Il a fallu vingt-deux ans à Demelza pour exploser.
Pour qu’elle décide qu’elle n’était pas un vase sans fond, dans lequel l’eau pouvait couler éternellement.
La dernière goutte a déclenché la première tempête.
C’est toujours la même eau qui alimente la rivière, pourtant.
A chaque dîner avec ses parents.
Il faut généralement 13 minutes à sa mère pour poser son verre, sourire, et poser la question.
La question varie de ton et de formulation.
Mais au fond, c’est toujours la même.
- Alors, ma chérie, quand est-ce que tu nous ramènes un garçon ? Ou une fille, hein !
Cet ajout est relativement récent. Plus les années passent, et plus les sourires de sa mère prennent ce pli forcé des lèvres.
Son père ne dit rien. Son père ne dit jamais rien.
Mme Robbins hausse un sourcil, avec un air encourageant, avec un air d’attente. Elle pense probablement qu’elle dit toutes les bonnes choses, qu’elle fait toutes les bonnes choses.
Avant, Demelza souriait, répondait hâtivement, sortait de table.
Il a fallu dix-neuf ans à Demelza pour répondre à cette question, une phrase sèche, mais qui a ravi sa mère, parce que c’était mieux que rien.
- Une fille, maman.
Et puis elle a débarrassé, en faisant semblant de ne pas remarquer comme ses mains tremblaient.
Ensuite, la question s’est ajustée.
Sa mère traque les confidences.
Demelza se réfugie dans des silences embarrassés.
Elle n’amène jamais d’amies à la maison. Sa mère leur sourit toujours un peu trop fort.
Régulièrement, sa mère lui prend les mains, l’attire à part.
Alors ?
C’est comme si le reste ne comptait pas. Sa carrière au Ministère, ses prochaines vacances, tout s’efface.
Ne reste que cet objectif-là.
- Tu peux tout me dire, lui murmure-t-elle, toujours avec ce foutu sourire.
Elle sait que ce n’est pas vrai.
Sa mère n’aimera pas la vérité.
D’ailleurs, ces vérités-là se taisent.
Elles n’amènent que des sourires gênants et des remarques déplacées.
- C’est juste que tu n’as pas rencontré la bonne personne.
- Moi, je changerai ça !
- On ne peut pas savoir sans essayer !
Demelza ne veut pas essayer.

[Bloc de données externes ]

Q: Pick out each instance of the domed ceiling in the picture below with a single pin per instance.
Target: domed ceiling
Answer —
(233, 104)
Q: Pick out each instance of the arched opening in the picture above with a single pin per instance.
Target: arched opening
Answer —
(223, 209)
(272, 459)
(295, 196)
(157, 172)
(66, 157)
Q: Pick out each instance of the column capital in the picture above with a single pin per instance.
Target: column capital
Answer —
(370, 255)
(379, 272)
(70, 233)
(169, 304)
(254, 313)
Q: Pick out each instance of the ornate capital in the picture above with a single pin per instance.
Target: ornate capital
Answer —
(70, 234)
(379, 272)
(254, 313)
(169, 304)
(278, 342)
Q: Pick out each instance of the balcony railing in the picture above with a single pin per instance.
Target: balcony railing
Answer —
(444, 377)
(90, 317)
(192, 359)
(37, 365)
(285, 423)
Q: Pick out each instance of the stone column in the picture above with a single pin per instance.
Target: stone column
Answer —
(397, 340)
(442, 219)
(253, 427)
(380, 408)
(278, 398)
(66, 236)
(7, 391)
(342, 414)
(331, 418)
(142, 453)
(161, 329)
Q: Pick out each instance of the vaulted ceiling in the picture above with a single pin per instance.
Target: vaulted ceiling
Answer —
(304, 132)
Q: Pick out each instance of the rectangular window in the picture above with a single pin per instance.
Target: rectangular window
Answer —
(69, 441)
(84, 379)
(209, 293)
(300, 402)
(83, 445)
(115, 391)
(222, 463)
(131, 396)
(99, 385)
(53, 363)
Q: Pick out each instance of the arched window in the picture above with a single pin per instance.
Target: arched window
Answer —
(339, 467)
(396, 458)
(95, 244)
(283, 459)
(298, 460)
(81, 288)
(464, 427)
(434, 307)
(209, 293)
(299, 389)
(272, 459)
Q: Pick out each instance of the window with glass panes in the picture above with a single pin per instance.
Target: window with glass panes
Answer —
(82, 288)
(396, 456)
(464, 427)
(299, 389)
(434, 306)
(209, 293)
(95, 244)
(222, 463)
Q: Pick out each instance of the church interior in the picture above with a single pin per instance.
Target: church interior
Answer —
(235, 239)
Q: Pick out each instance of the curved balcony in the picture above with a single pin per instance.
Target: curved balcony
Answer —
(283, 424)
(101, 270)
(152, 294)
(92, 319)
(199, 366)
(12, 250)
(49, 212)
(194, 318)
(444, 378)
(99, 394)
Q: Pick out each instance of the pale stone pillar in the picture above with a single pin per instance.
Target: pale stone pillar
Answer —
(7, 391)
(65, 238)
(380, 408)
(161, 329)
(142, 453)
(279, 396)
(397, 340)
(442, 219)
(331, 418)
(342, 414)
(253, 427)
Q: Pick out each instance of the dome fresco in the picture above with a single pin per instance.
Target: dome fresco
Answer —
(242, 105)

Elle est sûre qu’elle ne voudra jamais.
Mais ils font tous passer cet état de fait pour une résistance, pour une bataille contre la norme, contre la société, contre le plaisir.
Pour une abstinence.
Demelza a pris beaucoup de mains dans les siennes, a senti son cœur pétiller, comme les livres le racontent.
Elle pensait que ça suffirait. Elle pensait que les livres et les films et les chansons disaient la vérité. Qu’au fond, l’amour était ce qui comptait.

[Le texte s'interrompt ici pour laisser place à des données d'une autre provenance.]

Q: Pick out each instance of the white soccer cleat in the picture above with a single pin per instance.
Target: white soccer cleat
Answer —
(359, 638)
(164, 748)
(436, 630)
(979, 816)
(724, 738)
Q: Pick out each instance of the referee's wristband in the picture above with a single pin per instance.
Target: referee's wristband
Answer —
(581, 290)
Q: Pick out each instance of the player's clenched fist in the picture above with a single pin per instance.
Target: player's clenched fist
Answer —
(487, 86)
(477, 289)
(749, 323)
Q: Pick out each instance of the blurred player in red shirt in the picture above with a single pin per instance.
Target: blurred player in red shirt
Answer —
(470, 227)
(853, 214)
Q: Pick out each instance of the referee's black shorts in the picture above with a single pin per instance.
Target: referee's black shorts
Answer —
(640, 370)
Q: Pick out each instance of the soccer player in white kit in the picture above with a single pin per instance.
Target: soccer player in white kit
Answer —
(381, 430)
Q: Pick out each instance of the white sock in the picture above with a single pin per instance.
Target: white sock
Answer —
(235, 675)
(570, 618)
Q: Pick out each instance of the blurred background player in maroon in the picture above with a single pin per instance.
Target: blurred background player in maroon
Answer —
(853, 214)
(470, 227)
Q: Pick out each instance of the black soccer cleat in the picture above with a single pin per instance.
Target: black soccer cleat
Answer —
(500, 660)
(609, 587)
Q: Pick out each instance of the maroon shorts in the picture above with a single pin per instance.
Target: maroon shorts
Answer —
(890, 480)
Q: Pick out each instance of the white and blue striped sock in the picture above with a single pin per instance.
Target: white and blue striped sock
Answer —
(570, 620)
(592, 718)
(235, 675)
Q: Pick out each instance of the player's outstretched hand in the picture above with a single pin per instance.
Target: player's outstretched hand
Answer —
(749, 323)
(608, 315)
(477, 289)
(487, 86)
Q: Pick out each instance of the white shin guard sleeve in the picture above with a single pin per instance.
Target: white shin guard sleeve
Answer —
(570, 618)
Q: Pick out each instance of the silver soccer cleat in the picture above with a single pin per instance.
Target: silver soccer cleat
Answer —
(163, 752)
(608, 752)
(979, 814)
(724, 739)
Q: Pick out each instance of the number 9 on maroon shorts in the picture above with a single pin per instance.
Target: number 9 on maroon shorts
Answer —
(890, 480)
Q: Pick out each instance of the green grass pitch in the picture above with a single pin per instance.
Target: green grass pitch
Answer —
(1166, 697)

Mais ils mentaient tous. La romance n’est pas le plus important, ça ne l’a jamais été.
Beaucoup de filles l’ont quittée.
(Désolé, je peux pas faire ça.)
(Désolé, j’aime trop ça.)
(Personne peut vivre comme ça.)
Trop d’amis ont murmuré dans son dos.
Et puis, elle a rencontré Tracey.
Tracey et son nez qui se fronce quand elle rit. Tracey qui n’a jamais demandé, Tracey bien trop jolie, Tracey aux yeux pers trop lucides, ceux qui s’étaient planté dans les siens, le soir où elle avait trouvé le courage de poser la question qui lui creusait la tête, cet espoir.
Tracey qui avait répondu sans ciller, la tête penchée sur le côté comme une chatte intriguée.
- Oui, je suis asexuelle.
Elle l’avait dit fermement, mais aussi comme si ce n’était pas si grave. Comme si ce n’était qu’un élément de plus qui la composait (Oui, j’ai les cheveux frisés. Oui, j’ai des marques de cellulite sur les cuisses. Oui, j’aime le punk. Oui, j’ai été à Serpentard.)
Quelque chose dans Demelza avait tremblé. Les mains de Tracey s’étaient agitées,
- Robbins ? Robbins, tu pleures ? Demelza ?
Demelza pleurait de honte et de soulagement.
Peut-être que Tracey allait rester.
Tracey ne lui dirait pas, dégoûtée,
(C’est pas une façon de vivre.)
Elles parlèrent, pendant des heures après ça. Du mot, interdit, merveilleux, silencieux. De leur passé. De comment elles avaient compris. De comment elles voulaient vivre, après. Des nuances, des étincelles d’attirance, de ce qui finissait par se développer, parfois, et souvent, jamais. Des fantasmes. Des envies.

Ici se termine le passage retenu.